Next week, our Logic Seminar Series continues, again as a Logic Aperitivo!
The next talk will be given by Atocha Aliseda (UNAM) on June 3rd, starting at 18:00. Save the date and join us on Zoom!
Title: The role of Hypothesis in Medical Diagnosis: a Logical Challenge
Abstract: In this talk I will start by presenting some challenges for the formal modeling of medical diagnosis and then introduce an Adaptive Logic: LATAr, which together with a contraction procedure RETRO and a way to distinguish kinds of premises (knowledge, hypotheses, observations), serves as a formal setting for hypotheses generation and testing in the empirical sciences. In particular, LATAr serves as a model for medical reasoning in the construction of diagnoses in Neurology. As opposed to other abductive models, it considers the fact that diagnostic hypotheses are either the result of an abductive rule application or added deliberatively, the latter aiming to capture the case when a medical doctor aims at refuting a hypothesis.
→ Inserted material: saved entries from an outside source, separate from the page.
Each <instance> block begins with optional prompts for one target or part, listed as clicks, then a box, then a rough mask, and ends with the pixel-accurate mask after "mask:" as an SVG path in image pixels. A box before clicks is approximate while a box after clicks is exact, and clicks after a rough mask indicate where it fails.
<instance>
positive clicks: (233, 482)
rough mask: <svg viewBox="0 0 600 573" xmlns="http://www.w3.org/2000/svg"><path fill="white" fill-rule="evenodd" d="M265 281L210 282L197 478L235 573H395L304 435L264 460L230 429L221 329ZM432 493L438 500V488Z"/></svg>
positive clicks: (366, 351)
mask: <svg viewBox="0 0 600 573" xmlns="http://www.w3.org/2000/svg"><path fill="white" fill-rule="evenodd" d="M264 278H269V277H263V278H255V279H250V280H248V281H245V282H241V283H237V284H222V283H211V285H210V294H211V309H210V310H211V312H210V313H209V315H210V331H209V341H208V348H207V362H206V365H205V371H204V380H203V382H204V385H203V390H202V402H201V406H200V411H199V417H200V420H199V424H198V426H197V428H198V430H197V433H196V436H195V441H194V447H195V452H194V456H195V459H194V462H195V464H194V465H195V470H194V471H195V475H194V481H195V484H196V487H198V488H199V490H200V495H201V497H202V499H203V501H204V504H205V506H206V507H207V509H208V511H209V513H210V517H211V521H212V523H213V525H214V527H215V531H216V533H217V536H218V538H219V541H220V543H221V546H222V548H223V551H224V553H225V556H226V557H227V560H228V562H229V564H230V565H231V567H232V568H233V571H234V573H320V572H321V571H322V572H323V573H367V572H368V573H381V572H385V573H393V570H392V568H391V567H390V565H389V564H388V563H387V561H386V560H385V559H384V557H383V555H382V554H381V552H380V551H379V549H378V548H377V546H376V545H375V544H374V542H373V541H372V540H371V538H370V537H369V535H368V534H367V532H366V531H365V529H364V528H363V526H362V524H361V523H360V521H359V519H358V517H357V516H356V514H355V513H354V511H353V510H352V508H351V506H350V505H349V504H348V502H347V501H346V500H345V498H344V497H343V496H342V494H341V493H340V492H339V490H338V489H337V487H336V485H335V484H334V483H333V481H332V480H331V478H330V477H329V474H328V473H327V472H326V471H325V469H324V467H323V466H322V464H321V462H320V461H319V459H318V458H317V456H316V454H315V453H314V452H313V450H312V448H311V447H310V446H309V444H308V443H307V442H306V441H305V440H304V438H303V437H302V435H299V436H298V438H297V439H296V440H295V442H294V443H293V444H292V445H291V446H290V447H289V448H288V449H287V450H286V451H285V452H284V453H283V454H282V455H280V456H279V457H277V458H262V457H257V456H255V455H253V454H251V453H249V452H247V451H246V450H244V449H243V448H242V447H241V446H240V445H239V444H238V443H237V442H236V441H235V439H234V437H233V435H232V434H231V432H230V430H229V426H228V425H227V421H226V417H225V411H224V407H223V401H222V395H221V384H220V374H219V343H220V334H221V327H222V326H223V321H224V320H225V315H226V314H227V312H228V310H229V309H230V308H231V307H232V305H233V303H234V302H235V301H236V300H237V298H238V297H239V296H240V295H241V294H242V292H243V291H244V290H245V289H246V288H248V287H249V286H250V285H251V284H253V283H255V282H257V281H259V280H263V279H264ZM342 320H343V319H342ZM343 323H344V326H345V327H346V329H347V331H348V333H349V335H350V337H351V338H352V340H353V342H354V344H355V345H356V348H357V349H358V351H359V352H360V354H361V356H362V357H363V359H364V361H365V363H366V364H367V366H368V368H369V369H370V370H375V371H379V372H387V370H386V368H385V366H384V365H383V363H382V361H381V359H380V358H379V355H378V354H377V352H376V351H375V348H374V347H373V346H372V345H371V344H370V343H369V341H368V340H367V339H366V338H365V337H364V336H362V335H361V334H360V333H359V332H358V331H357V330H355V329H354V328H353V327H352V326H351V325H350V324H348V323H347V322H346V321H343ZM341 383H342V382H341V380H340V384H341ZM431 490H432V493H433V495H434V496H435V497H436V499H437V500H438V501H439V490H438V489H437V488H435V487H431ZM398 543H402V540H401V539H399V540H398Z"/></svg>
As any other Adaptive Logic, LATAr has a dynamic proof theory, one that allows for a line in a proof to be deleted when it is found that it no longer observes the conditions under which it was obtained in the first place. In addition, our LATAr combines deductive and abductive steps in its dynamic proofs. The research reported here was published in the Logic Journal of the IGPL 21(6): 915-913. 2013. doi:10.1093/jigpal/jzt005.